Die Cholera ist sehr ansteckend.

Foto: Ärzte ohne Grenzen

Doch das Eis, auf dem sich die Helfer bewegen, ist dünn. Ein kleines Missverständnis kann die fragile Stabilität ins Wanken bringen. Auch die Übersetzungen der nationalen Mitarbeiter aus der Landessprache ins Englische und zurück bergen Stoff für Irrtümer. Es gebe keinen 100-prozentigen Schutz, erklärte der Arzt aus Krefeld. Bei seinem dreimonatigen Aufenthalt konnte er sich nicht frei bewegen, blieb nahezu ausschließlich auf dem Areal des Krankenhauses. "Ich habe mich trotzdem zu keinem Zeitpunkt unsicher gefühlt", betonte der 39-jährige gebürtige Berliner, der erst seit knapp einem Jahr in Krefeld arbeitet. Ärzte ohne Grenzen haben in dem von ihnen betriebenen Hospital rund 2000 Patienten behandelt -sieben davon seien gestorben. Mit der Gabe von angereicherter Flüssigkeit lasse sich die Cholera gut kurieren. In 80 Prozent der Fälle reicht viel Trinken, um den durch die Durchfallerkrankung erzeugten Flüssigkeits- und Salzverlust auszugleichen. Die Skepsis an dieser Behandlungsmethode sei durchaus groß. "Viele glauben, dass nur die Verabreichung von Infusionen helfen kann", erklärte Hahn. Die seien jedoch in einer solchen Menge, wie benötigt, gar nicht zu beschaffen. Am Ende überzeuge das Resultat der medizinischen Versorgung durch "Ärzte ohne Grenzen". "Wir haben das schon in vielen Ländern so gemacht", berichtete er.
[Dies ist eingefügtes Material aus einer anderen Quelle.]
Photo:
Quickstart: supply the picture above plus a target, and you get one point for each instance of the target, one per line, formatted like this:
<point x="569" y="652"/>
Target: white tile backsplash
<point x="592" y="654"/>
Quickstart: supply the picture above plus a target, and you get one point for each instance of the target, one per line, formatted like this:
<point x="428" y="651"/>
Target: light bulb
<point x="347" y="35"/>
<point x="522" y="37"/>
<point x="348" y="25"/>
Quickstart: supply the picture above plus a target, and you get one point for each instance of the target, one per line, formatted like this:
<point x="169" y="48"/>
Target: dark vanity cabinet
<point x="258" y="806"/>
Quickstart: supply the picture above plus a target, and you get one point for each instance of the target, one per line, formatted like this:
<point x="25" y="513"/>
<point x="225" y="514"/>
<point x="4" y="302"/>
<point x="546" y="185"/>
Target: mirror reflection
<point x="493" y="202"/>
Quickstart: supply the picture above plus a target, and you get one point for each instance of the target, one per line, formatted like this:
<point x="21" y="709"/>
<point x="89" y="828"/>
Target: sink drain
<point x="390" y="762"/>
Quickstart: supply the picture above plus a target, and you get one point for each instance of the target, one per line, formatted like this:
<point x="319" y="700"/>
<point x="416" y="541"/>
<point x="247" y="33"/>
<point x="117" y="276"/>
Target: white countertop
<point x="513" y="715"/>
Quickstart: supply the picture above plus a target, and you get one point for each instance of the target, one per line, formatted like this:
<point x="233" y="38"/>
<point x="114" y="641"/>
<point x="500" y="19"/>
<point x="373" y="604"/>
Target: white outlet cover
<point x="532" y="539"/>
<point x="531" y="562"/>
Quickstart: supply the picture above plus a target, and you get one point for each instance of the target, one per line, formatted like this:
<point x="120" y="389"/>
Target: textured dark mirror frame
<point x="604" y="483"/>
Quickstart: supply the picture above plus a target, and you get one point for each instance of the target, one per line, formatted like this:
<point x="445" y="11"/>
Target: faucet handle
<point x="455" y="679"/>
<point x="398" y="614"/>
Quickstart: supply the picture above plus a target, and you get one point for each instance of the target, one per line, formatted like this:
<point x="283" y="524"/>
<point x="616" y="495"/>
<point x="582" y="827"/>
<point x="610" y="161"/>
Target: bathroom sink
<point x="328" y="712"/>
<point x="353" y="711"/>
Hahn ist kein Neuling. Er hat Erfahrung. 2014 war er für "Ärzte ohne Grenzen" in Afghanistan und 2015 im Süd-Sudan aktiv. Allen Ländern gemein sind die bürgerkriegsähnlichen Zustände, die zerstörte Infrastruktur und die Schwäche der Menschen. Unterernährung, unzureichende Hygiene, Medikamentenmangel und einiges mehr erschwerten für die Betroffenen das Überleben. Hinzu kommen Schussverletzte und Explosionsopfer. Die Kriegschirurgie werde in diesen Regionen der Erde immer wichtiger.

Jens Hahn selbst war in Afrika in der Notfallmedizin beschäftigt. Den Patienten stabilisieren, ihn für den Transport und die Operation vorbereiten, gehörte zu den Aufgaben. Darüber hinaus gehörten zum Beispiel in Afghanistan Schulungen für die 600 einheimischen Helfer zum Umfang.

 Ein Arzt kümmert sich um Patienten.

Ein Arzt kümmert sich um Patienten.

Foto: Ärzte ohne Grenze

"Die Motivation für mein Engagement bei Ärzte ohne Grenzen besteht aus mehreren Faktoren", sagt Hahn. Neben der Absicht, dort zu helfen, seien es zwei weitere Hauptgründe: Zum einen wolle er professionelle Erfahrungen als Arzt sammeln, und zum anderen sich als interessierter Mensch über die politische Lage in diesen Ländern selbst ein Bild machen.

Derzeit befindet sich der Allgemeinmediziner aus Krefeld auf einem Segelboot in den norwegischen Fjorden. Dort findet der 39-Jährige die Ruhe, um die Eindrücke von Gewalt, Tod und Elend zu verarbeiten. "Bei dem Einsatz im Jemen musste ich funktionieren, jetzt habe ich die Zeit, um zu reflektieren", sagte Hahn. Der Jemen werde immer vergessen. Das Land sei sehr arm, und die Welt sollte sich stärker interessieren. Am 1. September will der engagierte Mediziner wieder zurück am Niederrhein in der Seidenstadt sein und seine Arbeit in der Gemeinschaftspraxis am Inrath weiterführen.